Analysis of impact on memory industry
TrendForce indicates, according to the new specifications announced by the U.S. Department of Commerce, the DRAM portion of sanctions will be limited to the 18nm process (inclusive) and equipment must be reviewed by the Department before import. This move will greatly restrict or delay the sustainable development of China’s DRAM sector. CXMT possesses the largest memory market share for a Chinese company in the domestic Chinese market. Since 2Q22, the company has been committed to moving from the 19nm process into the 17nm process. Although the purchase of machinery to fulfill future needs had been accelerated before the ban, volume is still insufficient. CXMT continues to build new plants, including Phase 2 in Hefei and SMBC (SMIC Jingcheng), which is in discussion with SMIC. All of these projects will face difficulties in obtaining equipment in the future.
In addition to CXMT, the C2 plant of SK hynix’s DRAM production center in Wuxi is also affected by the restriction order. The factory accounts for approximately 13% of the world’s total DRAM production capacity and its process has evolved to 1Ynm and more advanced nodes, which means that subsequent continuous addition of equipment required for production requires approval on a case-by-case basis.
TrendForce has also observed, considering geopolitics, although current market demand is sluggish and supply and demand are seriously imbalanced, the three major manufacturers in the DRAM market still plan to increase production capacity in their home countries in the next 10 years and continue to reduce the proportion of production in China.

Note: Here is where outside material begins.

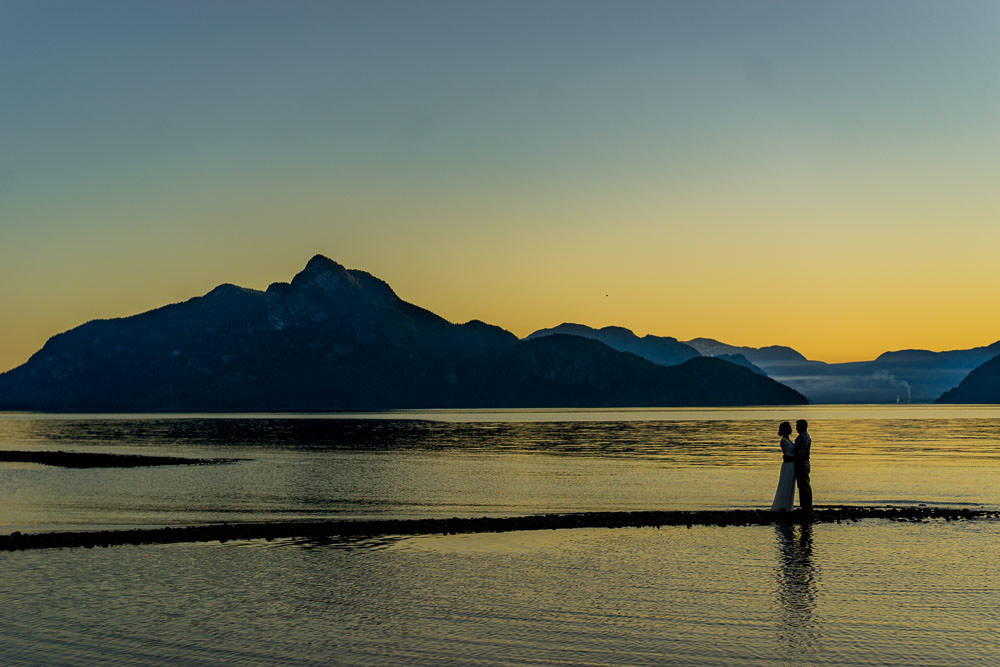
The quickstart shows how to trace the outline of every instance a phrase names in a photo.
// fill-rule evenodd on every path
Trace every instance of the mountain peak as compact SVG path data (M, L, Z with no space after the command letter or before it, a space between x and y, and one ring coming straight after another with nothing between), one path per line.
M319 287L327 294L341 291L345 286L357 286L357 279L351 272L324 255L314 255L306 267L292 278L293 287Z
M338 264L326 255L316 254L306 262L306 268L302 270L302 273L346 273L347 269L343 265Z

In terms of NAND Flash, TrendForce indicates that the import of NAND production equipment into China will be further restricted in the future, especially for equipment used in the manufacture of product of 128 layers and above (inclusive), requiring prior approval before import. It is estimated that this ban will significantly impact the long-term plans of China’s YMTC to upgrade its factory campuses as well as Samsung’s Xi’an plant and Solidigm’s process migration plan in Dalian.
TrendForce indicates that this ban will restrict YMTC from further expanding its customer base. At this stage, YMTC has been aggressively sending SSD products out for verification, hoping to successfully infiltrate the supply chain of non-Chinese customers in 2023. In the future, as the impact of the ban materializes, the US government will impose stricter restrictions on the development of China’s memory industry which will greatly limit non-Chinese customers’ adoption and consideration of YMTC.